Sweet article. I look forward to reading more from this budding writer.
I remember that time of my life as well….death was an interesting, fortunately completely foreign thing. I read books about all sorts of supernatural, weird, life after death, twisted reality worlds (and Piers Anthony!). I think the genre is out there for ‘grown-ups’ as well – anyone read Stephen or Dean Coontz, or Michael Crichton – books that look like reality but with a twist. Maybe the escape from reality makes it a bit easier to look around and realize that things in reality aren’t that bad.
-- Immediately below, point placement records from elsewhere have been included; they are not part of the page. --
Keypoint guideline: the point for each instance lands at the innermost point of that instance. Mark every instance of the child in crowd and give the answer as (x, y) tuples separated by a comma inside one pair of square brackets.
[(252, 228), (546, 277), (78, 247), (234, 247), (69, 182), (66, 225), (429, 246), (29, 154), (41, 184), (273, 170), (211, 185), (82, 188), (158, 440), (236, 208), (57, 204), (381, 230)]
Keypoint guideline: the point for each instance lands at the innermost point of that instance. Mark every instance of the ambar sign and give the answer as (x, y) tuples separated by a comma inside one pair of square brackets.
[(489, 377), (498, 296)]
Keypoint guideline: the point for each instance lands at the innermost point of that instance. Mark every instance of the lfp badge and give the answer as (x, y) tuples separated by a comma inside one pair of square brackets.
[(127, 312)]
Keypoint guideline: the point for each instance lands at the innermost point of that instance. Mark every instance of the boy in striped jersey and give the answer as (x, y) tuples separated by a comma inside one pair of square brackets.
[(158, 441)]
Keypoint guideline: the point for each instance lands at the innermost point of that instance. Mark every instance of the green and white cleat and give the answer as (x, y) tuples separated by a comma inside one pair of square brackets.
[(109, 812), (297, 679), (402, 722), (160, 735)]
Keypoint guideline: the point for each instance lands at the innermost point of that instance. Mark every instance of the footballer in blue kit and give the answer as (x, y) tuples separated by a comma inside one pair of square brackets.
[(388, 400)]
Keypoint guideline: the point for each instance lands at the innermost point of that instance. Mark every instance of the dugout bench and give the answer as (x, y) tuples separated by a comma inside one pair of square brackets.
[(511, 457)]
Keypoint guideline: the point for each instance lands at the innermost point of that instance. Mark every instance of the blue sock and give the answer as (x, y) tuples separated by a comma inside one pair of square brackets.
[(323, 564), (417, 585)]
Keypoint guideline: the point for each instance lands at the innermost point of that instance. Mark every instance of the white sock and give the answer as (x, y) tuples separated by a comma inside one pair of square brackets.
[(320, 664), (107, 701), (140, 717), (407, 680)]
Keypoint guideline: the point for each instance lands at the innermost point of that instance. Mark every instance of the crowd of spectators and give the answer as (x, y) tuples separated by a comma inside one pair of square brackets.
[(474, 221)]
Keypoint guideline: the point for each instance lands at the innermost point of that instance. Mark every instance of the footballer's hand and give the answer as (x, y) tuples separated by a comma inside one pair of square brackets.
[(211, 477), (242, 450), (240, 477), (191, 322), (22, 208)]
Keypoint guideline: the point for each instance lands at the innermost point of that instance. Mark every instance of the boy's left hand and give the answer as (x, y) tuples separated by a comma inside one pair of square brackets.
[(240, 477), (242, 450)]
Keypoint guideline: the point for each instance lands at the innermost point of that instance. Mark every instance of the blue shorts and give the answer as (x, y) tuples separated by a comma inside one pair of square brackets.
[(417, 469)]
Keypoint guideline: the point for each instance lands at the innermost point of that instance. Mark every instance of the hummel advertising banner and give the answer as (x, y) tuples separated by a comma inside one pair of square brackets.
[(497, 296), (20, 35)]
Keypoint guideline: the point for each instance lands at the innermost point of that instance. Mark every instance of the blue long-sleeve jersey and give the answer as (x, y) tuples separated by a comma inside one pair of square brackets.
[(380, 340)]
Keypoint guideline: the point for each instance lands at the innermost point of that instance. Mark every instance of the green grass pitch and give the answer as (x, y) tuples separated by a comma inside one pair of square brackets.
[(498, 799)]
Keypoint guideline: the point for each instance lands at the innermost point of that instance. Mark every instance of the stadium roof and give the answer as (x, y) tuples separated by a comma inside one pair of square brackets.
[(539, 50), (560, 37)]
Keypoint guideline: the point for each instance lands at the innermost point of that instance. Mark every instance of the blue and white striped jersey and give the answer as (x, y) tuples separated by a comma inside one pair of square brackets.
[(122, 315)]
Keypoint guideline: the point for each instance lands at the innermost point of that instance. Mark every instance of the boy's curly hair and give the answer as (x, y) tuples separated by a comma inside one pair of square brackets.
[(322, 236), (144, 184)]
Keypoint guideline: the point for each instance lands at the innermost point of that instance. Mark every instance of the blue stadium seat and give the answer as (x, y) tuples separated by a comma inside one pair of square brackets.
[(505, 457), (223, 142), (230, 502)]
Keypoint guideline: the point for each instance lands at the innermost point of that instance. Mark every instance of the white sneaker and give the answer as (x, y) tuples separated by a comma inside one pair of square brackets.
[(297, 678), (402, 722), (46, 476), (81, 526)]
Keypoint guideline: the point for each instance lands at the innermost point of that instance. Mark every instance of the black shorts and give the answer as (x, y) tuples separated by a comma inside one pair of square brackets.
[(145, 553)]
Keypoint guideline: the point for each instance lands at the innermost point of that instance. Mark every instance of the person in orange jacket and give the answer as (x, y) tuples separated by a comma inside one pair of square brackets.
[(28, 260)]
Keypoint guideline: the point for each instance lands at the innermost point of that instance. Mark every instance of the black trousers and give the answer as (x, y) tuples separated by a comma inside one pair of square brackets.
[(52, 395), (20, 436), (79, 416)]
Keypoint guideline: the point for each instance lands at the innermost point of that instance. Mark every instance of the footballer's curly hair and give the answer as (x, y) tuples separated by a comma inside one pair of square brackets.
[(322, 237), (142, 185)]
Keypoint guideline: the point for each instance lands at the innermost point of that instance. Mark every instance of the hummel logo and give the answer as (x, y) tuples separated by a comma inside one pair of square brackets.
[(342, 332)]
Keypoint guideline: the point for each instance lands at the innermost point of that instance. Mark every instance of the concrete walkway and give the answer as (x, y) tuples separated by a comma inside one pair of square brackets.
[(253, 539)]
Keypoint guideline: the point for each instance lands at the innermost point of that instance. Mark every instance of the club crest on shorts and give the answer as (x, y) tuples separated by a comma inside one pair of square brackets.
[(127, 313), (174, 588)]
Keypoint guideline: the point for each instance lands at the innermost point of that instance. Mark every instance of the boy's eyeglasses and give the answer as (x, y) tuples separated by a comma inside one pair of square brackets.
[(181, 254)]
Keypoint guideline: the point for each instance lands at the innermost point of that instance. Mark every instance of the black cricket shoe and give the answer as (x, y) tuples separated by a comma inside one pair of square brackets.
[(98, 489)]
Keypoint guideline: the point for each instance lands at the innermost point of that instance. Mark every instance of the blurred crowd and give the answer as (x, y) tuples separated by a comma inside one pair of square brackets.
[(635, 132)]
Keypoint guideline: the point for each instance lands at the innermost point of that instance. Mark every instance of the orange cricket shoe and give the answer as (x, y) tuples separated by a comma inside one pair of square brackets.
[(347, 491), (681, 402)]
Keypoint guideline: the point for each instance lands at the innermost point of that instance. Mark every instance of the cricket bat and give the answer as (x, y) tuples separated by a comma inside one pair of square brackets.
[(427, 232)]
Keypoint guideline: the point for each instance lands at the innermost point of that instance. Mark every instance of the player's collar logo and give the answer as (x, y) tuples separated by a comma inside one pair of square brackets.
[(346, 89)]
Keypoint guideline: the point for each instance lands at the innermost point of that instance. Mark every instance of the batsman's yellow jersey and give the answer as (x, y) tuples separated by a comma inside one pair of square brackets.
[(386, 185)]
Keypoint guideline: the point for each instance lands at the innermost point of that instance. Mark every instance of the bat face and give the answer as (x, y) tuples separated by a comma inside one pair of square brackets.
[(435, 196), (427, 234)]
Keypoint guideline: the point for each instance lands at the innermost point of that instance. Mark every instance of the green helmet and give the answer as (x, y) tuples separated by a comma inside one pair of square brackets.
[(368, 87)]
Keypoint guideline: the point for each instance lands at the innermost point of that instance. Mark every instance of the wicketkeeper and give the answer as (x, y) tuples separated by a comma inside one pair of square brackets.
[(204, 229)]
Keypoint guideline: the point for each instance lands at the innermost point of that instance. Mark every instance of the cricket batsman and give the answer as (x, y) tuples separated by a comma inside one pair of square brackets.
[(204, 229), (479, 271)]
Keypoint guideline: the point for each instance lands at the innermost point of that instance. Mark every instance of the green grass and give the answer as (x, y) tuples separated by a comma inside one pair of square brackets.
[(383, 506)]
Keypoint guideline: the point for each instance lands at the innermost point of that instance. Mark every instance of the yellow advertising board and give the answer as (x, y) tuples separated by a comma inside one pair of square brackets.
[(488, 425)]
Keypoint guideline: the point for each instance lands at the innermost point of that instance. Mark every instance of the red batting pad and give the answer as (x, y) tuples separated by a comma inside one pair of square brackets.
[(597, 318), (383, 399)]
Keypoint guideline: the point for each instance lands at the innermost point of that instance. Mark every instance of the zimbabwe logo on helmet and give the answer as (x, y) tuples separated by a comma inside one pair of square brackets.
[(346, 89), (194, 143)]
That was a pretty scary time. I worried so much about what impact these books had on you, dragging you down into a dark and twisted reality you were too young to gaze upon. If you knew how many times I wanted to “forbid” you to stop reading them … but knew that would be wrong. I am glad I resisted, look at you now! You are so awesome …. don’t stop!
As youngsters, I think we are all lured into strange reading content at some point. Mine was Piers Anthony. I remember two things about his fantasy novels: puns and sex. The latter seems really out of place now–like a Pixar movie with an R rating.
So where are the books from those early years? Will we see extracts!?